All of this is still a jumble, yet I do know from my Buddhist study that these seemingly disparate postcards from reality are all connected, all linked, all part of one fabric. How can we make sense of it all? And then I thought of Thich Nhat Hanh, the Vietnamese Buddhist monk.

I first met him in 1980, when he visited the Buddhist center where I lived. I was immediately struck by two things: First, he walked slowly, very slowly. And second, he had a hint of a smile on his face -- he called it the half-smile. He told us of his experiences in the Vietnam war -- how he watched helplessly as children were shot by soldiers, burned by napalm or blown up by bombs. He told us how he walked from village to village, orphanage to orphanage, doing what he could to help the children who still lived. Later, exiled in France, he raised money to help Vietnamese children from afar, perusing albums of their photographs and slowly studying each face, trying to feel the suffering of each one.

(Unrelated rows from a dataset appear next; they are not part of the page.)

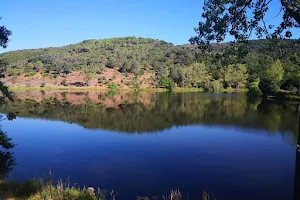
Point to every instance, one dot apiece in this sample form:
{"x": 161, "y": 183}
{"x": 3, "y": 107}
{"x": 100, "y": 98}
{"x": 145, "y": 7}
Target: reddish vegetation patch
{"x": 75, "y": 97}
{"x": 78, "y": 79}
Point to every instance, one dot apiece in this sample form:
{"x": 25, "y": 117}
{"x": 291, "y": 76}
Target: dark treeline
{"x": 269, "y": 64}
{"x": 162, "y": 111}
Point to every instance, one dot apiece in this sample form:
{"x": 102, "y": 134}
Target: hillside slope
{"x": 141, "y": 62}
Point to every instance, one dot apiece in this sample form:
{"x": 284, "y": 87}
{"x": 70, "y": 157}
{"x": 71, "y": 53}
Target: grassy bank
{"x": 177, "y": 89}
{"x": 46, "y": 190}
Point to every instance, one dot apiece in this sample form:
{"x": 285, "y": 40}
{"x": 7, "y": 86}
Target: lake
{"x": 146, "y": 143}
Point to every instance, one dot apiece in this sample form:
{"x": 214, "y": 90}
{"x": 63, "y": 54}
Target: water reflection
{"x": 151, "y": 112}
{"x": 7, "y": 160}
{"x": 184, "y": 126}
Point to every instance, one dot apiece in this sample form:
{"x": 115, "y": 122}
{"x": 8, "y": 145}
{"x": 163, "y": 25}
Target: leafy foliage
{"x": 185, "y": 66}
{"x": 242, "y": 18}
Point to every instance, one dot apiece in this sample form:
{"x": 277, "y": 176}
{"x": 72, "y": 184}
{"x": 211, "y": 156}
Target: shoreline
{"x": 104, "y": 89}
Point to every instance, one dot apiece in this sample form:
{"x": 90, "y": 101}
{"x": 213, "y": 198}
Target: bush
{"x": 64, "y": 83}
{"x": 30, "y": 74}
{"x": 167, "y": 83}
{"x": 113, "y": 86}
{"x": 254, "y": 89}
{"x": 110, "y": 64}
{"x": 216, "y": 86}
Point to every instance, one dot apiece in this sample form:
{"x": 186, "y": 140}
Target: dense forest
{"x": 270, "y": 65}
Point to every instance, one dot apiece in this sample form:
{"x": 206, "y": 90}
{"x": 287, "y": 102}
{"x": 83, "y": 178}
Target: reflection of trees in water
{"x": 7, "y": 160}
{"x": 150, "y": 112}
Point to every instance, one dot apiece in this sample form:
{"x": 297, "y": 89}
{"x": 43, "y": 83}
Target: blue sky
{"x": 44, "y": 23}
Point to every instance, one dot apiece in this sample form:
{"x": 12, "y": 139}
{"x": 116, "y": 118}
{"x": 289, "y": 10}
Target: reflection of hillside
{"x": 107, "y": 99}
{"x": 149, "y": 112}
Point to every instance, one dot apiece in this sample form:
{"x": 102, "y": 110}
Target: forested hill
{"x": 142, "y": 62}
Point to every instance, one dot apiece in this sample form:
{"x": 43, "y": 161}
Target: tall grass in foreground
{"x": 46, "y": 190}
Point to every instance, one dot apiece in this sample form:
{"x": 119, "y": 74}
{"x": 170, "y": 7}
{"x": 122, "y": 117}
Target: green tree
{"x": 242, "y": 18}
{"x": 235, "y": 75}
{"x": 4, "y": 36}
{"x": 271, "y": 81}
{"x": 199, "y": 76}
{"x": 167, "y": 83}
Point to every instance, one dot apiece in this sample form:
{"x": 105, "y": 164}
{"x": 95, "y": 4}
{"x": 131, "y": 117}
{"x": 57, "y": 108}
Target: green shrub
{"x": 216, "y": 86}
{"x": 113, "y": 86}
{"x": 64, "y": 83}
{"x": 254, "y": 89}
{"x": 30, "y": 74}
{"x": 166, "y": 82}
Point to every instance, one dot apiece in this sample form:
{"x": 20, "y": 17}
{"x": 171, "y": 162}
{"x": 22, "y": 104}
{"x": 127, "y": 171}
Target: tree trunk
{"x": 297, "y": 166}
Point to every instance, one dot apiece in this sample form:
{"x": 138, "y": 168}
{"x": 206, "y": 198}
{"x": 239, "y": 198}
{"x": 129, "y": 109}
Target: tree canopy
{"x": 242, "y": 18}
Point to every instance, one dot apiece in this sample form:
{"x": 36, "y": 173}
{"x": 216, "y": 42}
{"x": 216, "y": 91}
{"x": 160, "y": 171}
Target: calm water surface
{"x": 149, "y": 143}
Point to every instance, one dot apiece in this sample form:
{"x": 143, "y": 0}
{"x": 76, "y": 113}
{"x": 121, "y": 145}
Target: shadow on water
{"x": 153, "y": 112}
{"x": 297, "y": 166}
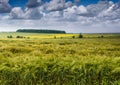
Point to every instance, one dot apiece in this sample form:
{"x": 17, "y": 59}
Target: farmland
{"x": 59, "y": 59}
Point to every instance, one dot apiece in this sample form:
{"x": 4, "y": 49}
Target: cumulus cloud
{"x": 33, "y": 13}
{"x": 4, "y": 6}
{"x": 16, "y": 13}
{"x": 57, "y": 5}
{"x": 33, "y": 3}
{"x": 58, "y": 14}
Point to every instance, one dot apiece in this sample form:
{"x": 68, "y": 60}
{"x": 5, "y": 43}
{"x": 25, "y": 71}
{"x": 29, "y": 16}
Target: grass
{"x": 66, "y": 61}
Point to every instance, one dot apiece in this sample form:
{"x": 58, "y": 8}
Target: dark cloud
{"x": 33, "y": 3}
{"x": 4, "y": 6}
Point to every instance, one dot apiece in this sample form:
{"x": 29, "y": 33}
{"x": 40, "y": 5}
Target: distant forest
{"x": 40, "y": 31}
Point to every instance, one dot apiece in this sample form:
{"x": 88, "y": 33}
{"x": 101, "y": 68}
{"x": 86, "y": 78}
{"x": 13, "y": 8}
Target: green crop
{"x": 60, "y": 61}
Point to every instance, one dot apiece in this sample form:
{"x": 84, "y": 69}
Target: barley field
{"x": 59, "y": 59}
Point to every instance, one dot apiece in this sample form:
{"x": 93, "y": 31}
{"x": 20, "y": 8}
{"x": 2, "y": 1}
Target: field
{"x": 59, "y": 59}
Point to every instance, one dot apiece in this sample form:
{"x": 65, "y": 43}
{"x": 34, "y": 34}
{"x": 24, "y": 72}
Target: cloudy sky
{"x": 73, "y": 16}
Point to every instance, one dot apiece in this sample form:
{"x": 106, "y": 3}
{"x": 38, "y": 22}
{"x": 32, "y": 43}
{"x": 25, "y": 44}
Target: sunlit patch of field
{"x": 42, "y": 59}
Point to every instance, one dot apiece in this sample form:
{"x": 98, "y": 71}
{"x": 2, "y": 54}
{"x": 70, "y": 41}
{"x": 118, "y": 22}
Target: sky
{"x": 73, "y": 16}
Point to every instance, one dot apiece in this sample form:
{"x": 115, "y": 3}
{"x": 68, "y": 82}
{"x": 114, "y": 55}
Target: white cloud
{"x": 33, "y": 3}
{"x": 4, "y": 6}
{"x": 61, "y": 15}
{"x": 33, "y": 13}
{"x": 16, "y": 13}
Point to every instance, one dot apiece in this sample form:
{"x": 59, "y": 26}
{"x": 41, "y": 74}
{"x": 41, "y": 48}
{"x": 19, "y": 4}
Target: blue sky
{"x": 22, "y": 3}
{"x": 60, "y": 15}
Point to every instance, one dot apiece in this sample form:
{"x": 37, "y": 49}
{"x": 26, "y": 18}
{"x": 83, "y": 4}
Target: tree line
{"x": 40, "y": 31}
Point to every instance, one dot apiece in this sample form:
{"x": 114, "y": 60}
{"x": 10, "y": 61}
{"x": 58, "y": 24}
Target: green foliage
{"x": 93, "y": 61}
{"x": 80, "y": 36}
{"x": 10, "y": 36}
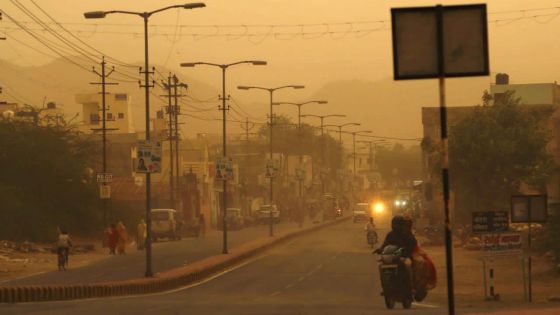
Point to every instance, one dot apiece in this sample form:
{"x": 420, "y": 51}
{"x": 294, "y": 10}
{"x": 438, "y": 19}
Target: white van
{"x": 164, "y": 224}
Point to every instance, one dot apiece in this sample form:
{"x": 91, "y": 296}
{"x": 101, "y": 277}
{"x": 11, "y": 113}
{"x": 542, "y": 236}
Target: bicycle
{"x": 62, "y": 255}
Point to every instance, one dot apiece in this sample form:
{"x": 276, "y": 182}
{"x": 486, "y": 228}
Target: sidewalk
{"x": 166, "y": 255}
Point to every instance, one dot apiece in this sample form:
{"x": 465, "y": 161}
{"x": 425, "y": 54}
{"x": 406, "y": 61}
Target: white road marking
{"x": 23, "y": 277}
{"x": 425, "y": 305}
{"x": 141, "y": 296}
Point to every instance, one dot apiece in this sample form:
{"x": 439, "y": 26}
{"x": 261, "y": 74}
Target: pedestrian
{"x": 122, "y": 238}
{"x": 202, "y": 224}
{"x": 112, "y": 238}
{"x": 63, "y": 245}
{"x": 141, "y": 234}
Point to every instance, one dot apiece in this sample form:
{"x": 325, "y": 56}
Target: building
{"x": 542, "y": 97}
{"x": 117, "y": 108}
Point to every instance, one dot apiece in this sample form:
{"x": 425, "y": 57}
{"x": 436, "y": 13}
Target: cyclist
{"x": 63, "y": 245}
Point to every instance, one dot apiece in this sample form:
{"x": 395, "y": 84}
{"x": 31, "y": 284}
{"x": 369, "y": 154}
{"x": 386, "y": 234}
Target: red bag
{"x": 424, "y": 270}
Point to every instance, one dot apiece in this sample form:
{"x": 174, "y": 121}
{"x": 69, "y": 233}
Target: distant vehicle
{"x": 164, "y": 224}
{"x": 264, "y": 213}
{"x": 361, "y": 212}
{"x": 234, "y": 219}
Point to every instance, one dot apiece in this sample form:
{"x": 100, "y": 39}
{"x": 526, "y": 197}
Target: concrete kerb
{"x": 168, "y": 280}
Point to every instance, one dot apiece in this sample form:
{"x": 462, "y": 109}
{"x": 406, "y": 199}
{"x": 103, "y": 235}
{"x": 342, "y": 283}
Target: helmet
{"x": 398, "y": 222}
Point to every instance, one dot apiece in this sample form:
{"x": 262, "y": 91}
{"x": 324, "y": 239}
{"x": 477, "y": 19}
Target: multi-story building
{"x": 539, "y": 97}
{"x": 118, "y": 112}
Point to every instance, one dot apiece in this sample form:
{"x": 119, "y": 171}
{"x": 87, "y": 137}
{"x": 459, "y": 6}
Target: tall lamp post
{"x": 224, "y": 67}
{"x": 300, "y": 149}
{"x": 340, "y": 129}
{"x": 354, "y": 133}
{"x": 322, "y": 118}
{"x": 271, "y": 92}
{"x": 145, "y": 16}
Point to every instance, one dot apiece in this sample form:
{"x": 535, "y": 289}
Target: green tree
{"x": 45, "y": 180}
{"x": 399, "y": 164}
{"x": 496, "y": 149}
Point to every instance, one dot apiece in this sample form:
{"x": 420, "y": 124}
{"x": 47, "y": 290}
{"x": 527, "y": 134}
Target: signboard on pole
{"x": 529, "y": 208}
{"x": 105, "y": 192}
{"x": 224, "y": 168}
{"x": 272, "y": 167}
{"x": 502, "y": 243}
{"x": 148, "y": 155}
{"x": 300, "y": 173}
{"x": 490, "y": 221}
{"x": 449, "y": 41}
{"x": 104, "y": 177}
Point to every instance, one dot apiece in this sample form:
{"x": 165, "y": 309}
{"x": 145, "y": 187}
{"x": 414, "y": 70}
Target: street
{"x": 166, "y": 255}
{"x": 327, "y": 272}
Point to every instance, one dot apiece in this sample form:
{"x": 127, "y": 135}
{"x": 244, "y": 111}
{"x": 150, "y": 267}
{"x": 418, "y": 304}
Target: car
{"x": 263, "y": 214}
{"x": 361, "y": 212}
{"x": 234, "y": 219}
{"x": 164, "y": 224}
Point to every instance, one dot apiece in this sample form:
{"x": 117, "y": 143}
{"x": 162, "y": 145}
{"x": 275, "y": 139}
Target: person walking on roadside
{"x": 63, "y": 245}
{"x": 112, "y": 239}
{"x": 122, "y": 239}
{"x": 141, "y": 234}
{"x": 202, "y": 224}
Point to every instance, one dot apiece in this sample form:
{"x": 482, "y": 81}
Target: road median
{"x": 165, "y": 281}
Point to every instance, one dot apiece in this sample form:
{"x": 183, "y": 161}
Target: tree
{"x": 399, "y": 164}
{"x": 45, "y": 181}
{"x": 496, "y": 149}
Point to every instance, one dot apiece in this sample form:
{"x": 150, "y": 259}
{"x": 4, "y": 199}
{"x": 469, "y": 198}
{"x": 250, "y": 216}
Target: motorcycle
{"x": 371, "y": 238}
{"x": 395, "y": 278}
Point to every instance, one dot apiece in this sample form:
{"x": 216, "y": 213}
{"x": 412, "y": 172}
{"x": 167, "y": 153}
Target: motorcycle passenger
{"x": 402, "y": 237}
{"x": 370, "y": 229}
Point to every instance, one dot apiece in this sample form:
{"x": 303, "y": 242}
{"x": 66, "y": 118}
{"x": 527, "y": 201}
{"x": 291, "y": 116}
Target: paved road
{"x": 328, "y": 272}
{"x": 166, "y": 255}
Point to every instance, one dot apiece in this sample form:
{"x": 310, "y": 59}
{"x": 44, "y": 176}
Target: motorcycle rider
{"x": 370, "y": 229}
{"x": 402, "y": 237}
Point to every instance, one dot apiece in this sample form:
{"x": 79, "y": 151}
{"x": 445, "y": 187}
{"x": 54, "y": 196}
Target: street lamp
{"x": 224, "y": 140}
{"x": 300, "y": 179}
{"x": 145, "y": 16}
{"x": 271, "y": 92}
{"x": 354, "y": 133}
{"x": 340, "y": 129}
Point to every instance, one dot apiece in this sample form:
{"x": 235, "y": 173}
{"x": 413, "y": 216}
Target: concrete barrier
{"x": 168, "y": 280}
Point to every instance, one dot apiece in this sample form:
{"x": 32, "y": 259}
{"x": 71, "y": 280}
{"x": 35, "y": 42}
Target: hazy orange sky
{"x": 525, "y": 48}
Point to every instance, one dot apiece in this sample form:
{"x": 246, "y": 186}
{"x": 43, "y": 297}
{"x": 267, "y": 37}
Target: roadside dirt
{"x": 20, "y": 264}
{"x": 508, "y": 280}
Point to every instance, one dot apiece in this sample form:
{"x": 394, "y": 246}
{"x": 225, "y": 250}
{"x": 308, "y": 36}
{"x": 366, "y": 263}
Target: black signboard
{"x": 529, "y": 208}
{"x": 490, "y": 221}
{"x": 450, "y": 41}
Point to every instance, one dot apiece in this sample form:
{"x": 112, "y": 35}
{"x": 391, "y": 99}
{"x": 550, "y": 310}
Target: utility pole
{"x": 103, "y": 75}
{"x": 176, "y": 113}
{"x": 170, "y": 118}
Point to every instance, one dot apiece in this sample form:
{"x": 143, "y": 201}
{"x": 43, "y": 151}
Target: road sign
{"x": 490, "y": 221}
{"x": 224, "y": 168}
{"x": 105, "y": 192}
{"x": 272, "y": 167}
{"x": 104, "y": 177}
{"x": 502, "y": 242}
{"x": 148, "y": 157}
{"x": 528, "y": 208}
{"x": 450, "y": 41}
{"x": 300, "y": 173}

At the interfaith memorial service on Dec. 16, when President Obama read each victim's name for the world to hear it was like Thich Nhat Hanh studying the photographs -- each name a prayer and potent cry. Now, after 30 years, I understand more deeply why Thich Nhat Hanh walks so slowly. It is so he can feel all the world's pain and see it with full clarity, just as it is.

And what about his half-smile? The half-smile is not an idea, it is a practice and a deep fact. The face of every Buddhist statue in the world shows the half-smile. This is a teaching beyond words. The half smile is our redemption, a practice that moves beyond anger and despair, toward compassion and hope.

I read an essay once by a reporter who was touring Cambodia in the first years after the genocide there. In every village he visited, there were piles of skulls -- memorials to what had happened. He found these mounds chilling to contemplate, especially the tiny skulls of children, yet the surviving villagers -- all Buddhists -- smiled as they showed him these things. "How can you smile in the face of all this?" the reporter asked them, incredulous. One of the village elders replied, "Because it is something we can still do."

In his speech President Obama posed the following question. He said, "All the world's religions start with a simple question. Why are we here? What gives our life meaning? What gives our acts purpose?" When he said that I thought, "Yes, that is right," and asked, "What is the Buddhist answer to the question?" I would say that we are here to help each other, to cultivate wisdom and compassion, to "walk slowly" with clarity and keep the half smile. That is our path.

In my congregation we sometimes perform a ritual called the Well Being Ceremony. We chant a Buddhist prayer and then I offer up the prayer to all people everywhere who are ill, who have died, and who are lost or in pain. I say, "These are their names." And then one by one and all together each Sangha member says the names of the people they are holding close in their hearts. The room fills with the murmuring of these many names, a powerful sound acting as its own prayer. And when we are done I say once again, "These are their names."

As for the Newtown massacre, soon the intensity of communal grief will fade as it inevitably does, and we will seem to move on. Pundits will have their say, politicians will have their views. It seems that we can only "walk slowly" for so long, and then we want to pick up the pace. Not so for Thich Nhant Hanh, however. Wherever he is I know he continues to walk slowly, keeping the half smile, looking closely with compassion at each person he meets or sees.

In that spirit, echoing President Obama, I repeat the names of the victims of Newtown who have perished. I honor them in this way. These are their names:

Charlotte, Daniel, Olivia, Josephine, Ana, Dylan, Madeline, Catherine, Chase, Jesse, James, Grace, Emilie, Jack, Noah, Caroline, Jessica, Benjamin, Avielle, Allison, Dawn Hocksprung, Mary Sherlach, Vicki Soto, Lauren Russeau, Rachel Davino, Anne Marie Murphy.

May they be at peace. These are their names.